Reputation: 68
I'm developing an accelerated component in OpenCL, using Xcode 4.5.1 and Grand Central Dispatch, guided by this tutorial.
The full kernel kept failing on the GPU, giving signal SIGABRT. I couldn't make much progress interpreting the error beyond that.
But I broke out aspects of the kernel to test, and I found something very peculiar involving assigning certain values to positions in an array within a loop.
Test scenario: give each thread a fixed range of array indices to initialize.

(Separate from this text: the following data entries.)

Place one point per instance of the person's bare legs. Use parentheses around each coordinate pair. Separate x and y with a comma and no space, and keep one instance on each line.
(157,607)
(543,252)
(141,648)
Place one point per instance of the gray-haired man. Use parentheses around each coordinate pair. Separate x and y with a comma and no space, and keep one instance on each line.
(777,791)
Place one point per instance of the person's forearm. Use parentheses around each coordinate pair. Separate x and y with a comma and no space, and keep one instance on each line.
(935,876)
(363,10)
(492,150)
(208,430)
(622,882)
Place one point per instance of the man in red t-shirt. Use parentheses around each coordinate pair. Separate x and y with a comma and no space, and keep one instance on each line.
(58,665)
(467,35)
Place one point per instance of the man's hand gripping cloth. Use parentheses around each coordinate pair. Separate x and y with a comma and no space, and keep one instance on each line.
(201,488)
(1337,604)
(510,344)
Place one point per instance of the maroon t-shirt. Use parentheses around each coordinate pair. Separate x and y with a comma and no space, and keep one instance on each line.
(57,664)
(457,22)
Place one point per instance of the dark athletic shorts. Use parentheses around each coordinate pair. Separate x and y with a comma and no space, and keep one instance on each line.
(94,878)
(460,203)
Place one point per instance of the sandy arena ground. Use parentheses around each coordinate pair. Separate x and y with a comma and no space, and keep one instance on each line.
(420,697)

kernel void zero(size_t num_buckets, size_t positions_per_bucket, global int* array) {
size_t bucket_index = get_global_id(0);
if (bucket_index >= num_buckets) return;
for (size_t i = 0; i < positions_per_bucket; i++)
array[bucket_index * positions_per_bucket + i] = 0;
}
The above kernel fails. However, when I assign 1 instead of 0, the kernel succeeds (and my host code prints out the array of 1's). Based on a handful of tests on various integer values, I've only had problems with 0 and -1.
I've tried to outsmart the compiler with 1-1, (int) 0, etc, with no success. Passing zero in as a kernel argument worked though.
The assignment to zero does work outside of the context of a for loop:
array[bucket_index * positions_per_bucket] = 0;
The findings above were confirmed on two machines with different configurations. (OSX 10.7 + GeForce, OSX 10.8 + Radeon.) Furthermore, the kernel had no trouble when running on CL_DEVICE_TYPE_CPU -- it's just on the GPU.
Clearly, something ridiculous is happening, and it must be on my end, because "zero" can't be broken. Hopefully it's something simple. Thank you for your help.
Host code:
#include <stdio.h>
#include <OpenCL/OpenCL.h>
#include "zero.cl.h"
int main(int argc, const char* argv[]) {
dispatch_queue_t queue = gcl_create_dispatch_queue(CL_DEVICE_TYPE_GPU, NULL);
size_t num_buckets = 64;
size_t positions_per_bucket = 4;
cl_int* h_array = malloc(sizeof(cl_int) * num_buckets * positions_per_bucket);
cl_int* d_array = gcl_malloc(sizeof(cl_int) * num_buckets * positions_per_bucket, NULL, CL_MEM_WRITE_ONLY);
dispatch_sync(queue, ^{
cl_ndrange range = { 1, { 0 }, { num_buckets }, { 0 } };
zero_kernel(&range, num_buckets, positions_per_bucket, d_array);
gcl_memcpy(h_array, d_array, sizeof(cl_int) * num_buckets * positions_per_bucket);
});
for (size_t i = 0; i < num_buckets * positions_per_bucket; i++)
printf("%d ", h_array[i]);
printf("\n");
}
Upvotes: 0
Views: 502
Reputation: 3381
Refer to the OpenCL standard, section 6, paragraph 8 "Restrictions", bullet point k (emphasis mine):
6.8 k. Arguments to kernel functions in a program cannot be declared with the built-in scalar types bool, half, size_t, ptrdiff_t, intptr_t, and uintptr_t. [...]
The fact that your compiler even let you build the kernel at all indicates it is somewhat broken.
So you might want to fix that... but if that doesn't fix it, then it looks like a compiler bug, plain and simple (of CLC, that is, the OpenCL compiler, not your host code). There is no reason this kernel should work with any constant other than 0, -1. Did you try updating your OpenCL driver, what about trying on a different operating system (though I suppose this code is OS X only)?
Upvotes: 1